Nella scelta dei consiglieri di amministrazione, come per i sottosegretari, la retorica della parità si è invece dileguata ed è prevalsa la lottizzazione pura e semplice, con una grossa fetta agli sponsor di Renzi e della Leopolda (Landi, Campo dall’Orto, Fabri e soprattutto Bianchi, presidente della Fondazione Open specializzata in fund raising per Renzi,), per economisti turbo-liberisti di area centrista alleata quali Zingales, Pera e De Nicola. Ancora: Rao per l’Udc, Moriani protetta della Guidi ma collegata a Renzi via Manes, nonché benemerita azionista Alitalia come Marcegaglia e Mancuso), infine la quota Ncd (Gemma, Mancuso, Girdinio e Alpa). Nel collegio dei sindaci dell’Eni spicca Seracini, commercialista di fiducia di Matteo.

La Borsa è restata fredda, registrando la scarsa trasparenza del processo selettivo (pagato 60.000 € ai cacciatori di teste Spencer & Stuart e Korn Ferry) e la farsa di una presentazione di curricula a copertura di scelte decise in altro modo, ma la rete di contatti finanziari tessuta per conto Renzi da Ledeen, Gutgeld, Carrai e Serra ha piazzato adesso i paletti anche nella grande impresa pubblica. Per dirla con Folli (Sole-24ore), «Renzi ha fatto ciò che doveva e ha riassestato un sistema di potere: da oggi il suo sistema di potere».

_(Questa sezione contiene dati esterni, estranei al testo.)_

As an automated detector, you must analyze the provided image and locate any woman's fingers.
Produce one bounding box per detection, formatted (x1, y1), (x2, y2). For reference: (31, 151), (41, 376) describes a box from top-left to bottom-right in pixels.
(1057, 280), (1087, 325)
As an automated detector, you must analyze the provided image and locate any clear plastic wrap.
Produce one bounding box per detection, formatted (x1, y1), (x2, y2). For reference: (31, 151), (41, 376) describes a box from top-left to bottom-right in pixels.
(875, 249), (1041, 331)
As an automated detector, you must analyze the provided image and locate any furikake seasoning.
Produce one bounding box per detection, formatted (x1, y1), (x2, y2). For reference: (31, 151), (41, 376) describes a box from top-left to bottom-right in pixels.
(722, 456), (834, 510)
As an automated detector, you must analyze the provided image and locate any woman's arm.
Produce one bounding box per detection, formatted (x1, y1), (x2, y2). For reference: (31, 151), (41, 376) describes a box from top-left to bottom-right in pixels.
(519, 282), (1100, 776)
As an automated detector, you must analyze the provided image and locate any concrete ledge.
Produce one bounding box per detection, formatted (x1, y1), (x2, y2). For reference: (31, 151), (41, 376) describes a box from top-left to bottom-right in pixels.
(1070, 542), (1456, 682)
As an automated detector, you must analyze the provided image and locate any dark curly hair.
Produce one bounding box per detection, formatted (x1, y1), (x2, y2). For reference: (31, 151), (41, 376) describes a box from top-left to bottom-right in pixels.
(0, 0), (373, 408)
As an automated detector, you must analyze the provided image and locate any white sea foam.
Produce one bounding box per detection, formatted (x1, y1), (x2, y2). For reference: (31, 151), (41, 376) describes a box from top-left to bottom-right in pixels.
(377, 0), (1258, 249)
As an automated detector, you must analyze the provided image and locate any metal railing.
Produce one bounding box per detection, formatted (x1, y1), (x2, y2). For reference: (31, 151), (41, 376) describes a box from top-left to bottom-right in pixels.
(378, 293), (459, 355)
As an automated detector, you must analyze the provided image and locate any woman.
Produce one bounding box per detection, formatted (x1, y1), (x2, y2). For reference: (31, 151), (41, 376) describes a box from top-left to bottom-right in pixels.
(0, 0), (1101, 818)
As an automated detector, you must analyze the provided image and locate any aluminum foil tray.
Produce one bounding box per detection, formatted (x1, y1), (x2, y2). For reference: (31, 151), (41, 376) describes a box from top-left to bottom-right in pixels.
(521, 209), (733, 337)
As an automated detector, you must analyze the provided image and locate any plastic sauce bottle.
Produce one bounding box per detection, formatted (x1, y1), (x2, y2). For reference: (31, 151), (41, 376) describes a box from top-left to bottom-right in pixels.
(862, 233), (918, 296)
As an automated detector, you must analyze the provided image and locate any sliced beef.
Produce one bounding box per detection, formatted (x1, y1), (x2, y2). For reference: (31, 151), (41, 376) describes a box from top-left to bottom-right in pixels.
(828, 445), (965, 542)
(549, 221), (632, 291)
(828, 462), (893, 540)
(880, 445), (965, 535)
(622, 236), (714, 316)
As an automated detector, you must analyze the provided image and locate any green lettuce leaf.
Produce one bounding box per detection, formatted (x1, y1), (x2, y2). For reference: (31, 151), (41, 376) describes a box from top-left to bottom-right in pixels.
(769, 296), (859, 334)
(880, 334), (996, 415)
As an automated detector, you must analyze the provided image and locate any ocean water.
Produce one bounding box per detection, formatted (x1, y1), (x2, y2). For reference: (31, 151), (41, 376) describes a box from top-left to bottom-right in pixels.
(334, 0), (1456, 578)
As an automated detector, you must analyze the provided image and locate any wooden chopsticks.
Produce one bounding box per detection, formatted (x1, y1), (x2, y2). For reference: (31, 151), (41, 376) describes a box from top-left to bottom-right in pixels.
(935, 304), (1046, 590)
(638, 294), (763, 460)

Quando si tratta di affari, l’ex-sindaco procede con i piedi per terra, tratta in silenzio e dosa con il bilancino. Al resto riserva tweet, battutine sciape e profezie pseudo-epocali, fingendo di giocarsi il tutto per tutto ma in realtà guardandosi bene le spalle. Senza peraltro sbloccare i punti ciechi del suo progetto: le coperture ballerine del bonus di 80 € e del rimborso crediti alle imprese, la provvisorietà del Def, l’impossibilità strutturale di raggiungere il pareggio di bilancio, l’incubo del fiscal compact che si avvicina senza che il Pil decolli.

Ha la fortuna che i suoi oppositori all’interno del Pd e della Cgil non hanno spina dorsale e Berlusconi, sotto ricatto giudiziario ed elettorale, non ha interesse a smarcarsi. Condizioni adatte per galleggiare, un po’ meno per “cambiare verso”, forse neppure per portare a casa la legge elettorale. Renzi non è un Clinton o un Blair, riesce però ad assecondare i processi di smantellamento del Welfare e delle tutele lavorative accelerati dalla crisi. Speriamo che se ne accorgano non solo i precari ma anche i lavoratori che si credono garantiti e qualche loro organizzazione.